Considering that the story moves across three decades, it is amazing how little the characters develop. They are stuck in their own cardboard world, one dimensional figures, whose reasons for doing what they do are difficult to fathom. Many hundreds of pages of descriptions later, you still have no understanding of the characters’ angst. For instance, why does Paul hate his father so? How does Norah suddenly transform herself from a wife who, at the beginning of the story, buys her husband’s lie that their baby is dead – “ …because it was 1964, and he was her husband and she had always deferred to him completely” - to this self-assured business woman? Why does Caroline give up her career to look after a disabled child? Why, when she is the titular character, is Phoebe the least developed of all characters?

Phoebe is a rosy stereotype, her only interests being a cat and a husband. There is no mention of temper tantrums or anger or any real attempt at describing a child with Down Syndrome, apart from frequent physical descriptions. Neither is any effort expended on the irritation that normal parents feel at their inability to cope. Caroline’s struggles would have formed an interesting foil to Dr Henry’s guilt, but you have to wade through some really syrupy prose to finally get to her uphill battle as a single mother who is trying to integrate a special needs child into normal society. By then, Edwards loses track of what she really wants to concentrate on, and glosses over the struggles to fix on the result. Phoebe is a baby, then suddenly, she is six, and hey what do you know, she is 18, and she is working.

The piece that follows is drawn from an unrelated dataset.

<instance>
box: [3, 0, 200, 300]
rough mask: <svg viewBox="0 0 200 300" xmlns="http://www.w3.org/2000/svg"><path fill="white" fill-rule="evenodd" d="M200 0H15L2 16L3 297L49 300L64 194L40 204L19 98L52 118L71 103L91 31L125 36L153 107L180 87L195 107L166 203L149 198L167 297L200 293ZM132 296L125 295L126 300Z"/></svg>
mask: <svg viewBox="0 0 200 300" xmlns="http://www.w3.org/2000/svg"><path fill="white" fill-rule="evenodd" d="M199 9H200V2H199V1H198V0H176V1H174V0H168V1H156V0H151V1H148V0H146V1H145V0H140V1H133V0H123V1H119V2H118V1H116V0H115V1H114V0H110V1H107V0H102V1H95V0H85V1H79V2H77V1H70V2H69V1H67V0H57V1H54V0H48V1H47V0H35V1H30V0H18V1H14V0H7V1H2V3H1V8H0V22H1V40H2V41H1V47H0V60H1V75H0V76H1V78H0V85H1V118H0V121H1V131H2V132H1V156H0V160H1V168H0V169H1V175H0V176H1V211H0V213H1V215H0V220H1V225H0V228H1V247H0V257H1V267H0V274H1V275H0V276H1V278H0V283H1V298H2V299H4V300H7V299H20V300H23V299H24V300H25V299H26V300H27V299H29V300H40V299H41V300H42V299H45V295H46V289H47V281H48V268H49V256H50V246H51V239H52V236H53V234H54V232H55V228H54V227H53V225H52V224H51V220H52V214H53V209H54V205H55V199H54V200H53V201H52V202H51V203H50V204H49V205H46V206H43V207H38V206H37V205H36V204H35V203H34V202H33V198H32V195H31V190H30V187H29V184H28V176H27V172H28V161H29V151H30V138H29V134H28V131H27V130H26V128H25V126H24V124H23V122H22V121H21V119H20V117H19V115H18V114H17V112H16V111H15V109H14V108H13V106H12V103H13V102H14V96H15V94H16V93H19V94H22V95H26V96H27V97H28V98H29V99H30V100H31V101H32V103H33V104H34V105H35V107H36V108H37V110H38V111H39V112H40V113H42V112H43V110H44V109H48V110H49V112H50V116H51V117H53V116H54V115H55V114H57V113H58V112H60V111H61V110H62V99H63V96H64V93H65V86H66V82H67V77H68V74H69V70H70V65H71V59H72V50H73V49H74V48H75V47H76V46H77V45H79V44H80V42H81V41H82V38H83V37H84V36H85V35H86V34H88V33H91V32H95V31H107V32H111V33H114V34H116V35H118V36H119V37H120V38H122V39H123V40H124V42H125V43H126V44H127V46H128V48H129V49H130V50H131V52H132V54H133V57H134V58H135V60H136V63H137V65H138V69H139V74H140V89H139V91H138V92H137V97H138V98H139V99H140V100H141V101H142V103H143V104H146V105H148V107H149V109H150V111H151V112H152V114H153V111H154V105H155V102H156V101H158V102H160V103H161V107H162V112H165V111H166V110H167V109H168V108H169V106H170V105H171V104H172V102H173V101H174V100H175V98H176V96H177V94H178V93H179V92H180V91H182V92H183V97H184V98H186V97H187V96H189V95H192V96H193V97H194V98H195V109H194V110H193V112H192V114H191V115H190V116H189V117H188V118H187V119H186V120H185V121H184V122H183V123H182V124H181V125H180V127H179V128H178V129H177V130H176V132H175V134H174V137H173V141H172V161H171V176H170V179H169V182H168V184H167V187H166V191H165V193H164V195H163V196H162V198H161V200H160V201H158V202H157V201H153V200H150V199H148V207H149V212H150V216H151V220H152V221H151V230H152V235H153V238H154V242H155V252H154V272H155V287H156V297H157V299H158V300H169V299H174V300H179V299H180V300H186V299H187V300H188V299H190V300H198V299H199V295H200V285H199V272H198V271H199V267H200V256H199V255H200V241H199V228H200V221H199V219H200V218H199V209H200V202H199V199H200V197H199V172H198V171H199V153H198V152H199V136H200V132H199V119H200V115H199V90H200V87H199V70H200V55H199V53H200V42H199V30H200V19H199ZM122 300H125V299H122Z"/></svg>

Many different strands of the story begin only to be given up without any conclusion. Rosemary comes in for no rhyme or reason that one can see, and disappears as quietly. So does Bree, Norah’s sister, and Doro, Caroline’s employer and friend. Characters and motives are described in excruciating detail, but essentials are overlooked. We are repeatedly told that Dr Henry’s secret has driven a wedge in the family. How? Does he act guilty all the time? Does Norah’s loss not allow her to love Paul? Why, when she is shown to be so caring, does Caroline never think of Norah’s pain? Why does Dr Henry confess to Rosemary?

The plot is riddled with more holes than a colander. Why didn’t the Henrys know that Norah was carrying twins? If the baby is supposed to have died, where is the body? How does Dr Henry manage to get a grave in a churchyard? How does Al, the truck driver with a golden heart, trace Caroline so easily in a large city? How does Norah, who is an alcoholic adulteress by the middle of the book, clean up and live happily ever after? Why does Bree suddenly get religion? How does Caroline manage to prove Phoebe is her daughter, when the birth certificate must show Dr and Norah Henry as her parents?

It is difficult to read a book when you cannot empathise with its bland unsubstantial characters. It is worse when an interesting concept is bludgeoned to death by stilted conversations, melodramatic clichés, and obvious symbolism. This is a book that starts out full of promise and fails miserably at living up to its potential.